America and Copernicus’s Universe #
More than the non-trivial history lesson that this article teaches, I love the way it clarifies and illuminates the vast amounts of the natural world that were a mystery in pre-Copernican Europe. The sense of progress, wonder, and possibility I got from it gave me a brain-boner.
And because the article made me deeply curious about it, the best version of the Waldseemüller map is on Wikipedia. If, like mine, your browser chokes on their massive full-size version, the one appended to this review will probably sate your curiosity.
The Neanderthal Question #
Either this piece about the competing theories of Neanderthal extinction is really interesting, or I was wrong to think I was bored by all history before 1000BC(E). In either case, recommended.
(via GMSTR)
Pepsi Stops Advertising #
I saw at least five links to this Onion story before I read a word of it. And when I finally did, I understood why it had at least five links. It dares to imagine a different, probably better, world:
“We know it’s good, and everyone’s pretty happy with the overall taste, so why spend all our time worrying about what other people think?” PepsiCo CEO Indra K. Nooyi told reporters during a press conference at the company’s corporate headquarters. “Frankly, it just feels sort of weird and desperate to put all this energy into telling people what to drink. If they don’t like it, then they don’t like it.”
… Nooyi told reporters the company’s $1.3 billion annual advertising budget would be put into Pepsi’s savings account, spread among various charitable organizations, and divvied up into generous bonuses for the company’s minimum-wage factory employees.
(J-Walk’s the one that finally made me pay attention)
A Buddhist’s Guide to Life #
I’ve been (rather passively) looking for a book like this for the last few years. And here I have found it as a simple, unassuming webpage. There are some (to me) strange transliterations — kamma and Nibbana for karma and nirvana — but it’s an admirable introduction for anyone striving to be a good Buddhist or just curious about what that would entail.
A sample of its wisdom:
The best remedy for a lapse or transgression already committed is to decide never to repeat it; the best remedy for neglecting to do good is to do it without delay.

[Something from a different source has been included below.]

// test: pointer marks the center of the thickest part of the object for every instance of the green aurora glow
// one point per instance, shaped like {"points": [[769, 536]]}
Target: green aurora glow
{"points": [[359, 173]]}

(via Dan Benjamin, I think)
Advice for Living #
I thought about picking out a favorite from Lloyd’s post about recent life advice pieces, but every link is well chosen and worth perusing, You’re unlikely to regret the time.
Huxley was Right #
Stuart McMillen, who does an interesting combination of commentary and cartooning, points out all the ways that in a post-communist world it is Aldous Huxley, not George Orwell, whose dystopia seems more prescient. He was inspired by a book I’ve tried to read more than once.
While digging around, I noticed a comment that was far to good to pass up:
So instead of reading Amusing Ourselves to Death, you can fit this simplified form of the introduction in-between television commercials.